Darwin escribió sobre este tema en su libro La expresión de las emociones en los animales y en el hombre. Hoy innumerables estudios científicos brindan una sólida evidencia de que gran cantidad de animales, desde los chimpancés hasta las ratas, comparten las mismas emociones y muchas de las motivaciones que tenemos los humanos. Hace rato que sabemos que otros primates han utilizado herramientas, pero recientemente se descubrió que las usan los delfines, los cuervos e incluso las nutrias marinas (Man y Patterson, 2013). No hay dos especies que tengan exactamente el mismo repertorio de conductas, pero compartimos muchos rasgos con otras especies como para pretender que estamos más allá del estatus de los animales.

“El ser humano es el único animal que declara guerras”, dicen. Como señalamos párrafos atrás, los chimpancés machos también se enfrentan entre grupos. Se juntan, entran en el territorio de los vecinos y si aíslan a uno de ellos, lo atacan y lo matan. Si logran eliminar a todos los machos del grupo rival, expanden su territorio para su beneficio reproductivo y el de las hembras del grupo (Wrangham y Glowacki, 2012).

La consideración de que somos de una naturaleza completamente distinta y superior a los animales proviene al menos en parte de los comienzos de la filosofía, cuando el atributo humano de la razón fue presentado como lo más peculiar de la naturaleza humana. Y, en efecto, fue la herramienta que nos permitió colaborar como ninguna otra especie, a gran escala, con desconocidos y lejanos, pero también el instrumento que llevó a organizar un genocidio, el que nos permite alimentarnos de otros animales, y el que también puede librarnos de prácticas genocidas y crear tecnología que nos exima del sacrificio de seres sintientes.

Considerarnos fuera del reino animal y con un estatus especial por estar dotados de la facultad de la razón es objetivamente falso (compartimos muchos rasgos con otras especies) y éticamente cuestionable (cada grupo tiende a pensar que sus atributos son superiores a los del grupo vecino).

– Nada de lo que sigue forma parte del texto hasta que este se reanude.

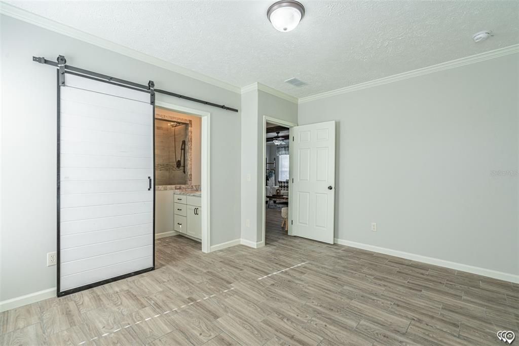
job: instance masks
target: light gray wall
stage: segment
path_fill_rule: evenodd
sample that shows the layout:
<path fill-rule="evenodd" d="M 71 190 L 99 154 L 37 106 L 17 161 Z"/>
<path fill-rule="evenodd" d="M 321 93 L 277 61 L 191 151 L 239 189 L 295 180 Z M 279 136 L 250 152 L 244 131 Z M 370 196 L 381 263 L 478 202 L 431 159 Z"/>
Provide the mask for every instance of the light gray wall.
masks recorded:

Por último, quienes cuestionan que seamos animales a menudo sostienen que, si admitiésemos que somos un animal más, entonces quedarían justificadas todas las atrocidades que cometen los animales como, por ejemplo, la coerción sexual, y que los derechos humanos serían solo un intento fallido de contrariar las teorías de Darwin. En primer lugar, la teoría de Darwin es un análisis de cómo han evolucionado las especies y de cómo descendemos de un tipo de primate. Los derechos humanos no contrarían la teoría de Darwin. Plantean el imperativo de la igualdad ética y jurídica, que no debe ser confundida con la igualdad identitaria. En tal caso los derechos humanos limitan ciertos impulsos naturales agresivos y favorecen otros impulsos naturales cooperativos. Los seres humanos somos una especie altamente maleable y la educación y el progreso de la civilización objetivamente han reducido la violencia sexual, así como otras formas de violencia. Conocer nuestras propensiones puede ayudarnos a limitar las conductas indeseables.

En la introducción del libro planteamos que confundir el estudio de lo que es con la declaración de lo que debe ser es una de las formas de lo que se conoce como falacia naturalista. Si dijéramos que las mujeres deben dedicarse sólo a criar hijos porque la división del trabajo en la naturaleza hace que las hembras estén focalizadas en esa tarea, estaríamos cometiendo esa falacia, puesto que los seres humanos pueden cambiar muchas de sus propensiones naturales. Si hay o no límites para estos cambios sería objeto de otro debate. En síntesis: somos animales, tenemos atributos especiales como cualquier otro animal, así como un sesgo tribal a declarar una presunta (y dudosa) superioridad.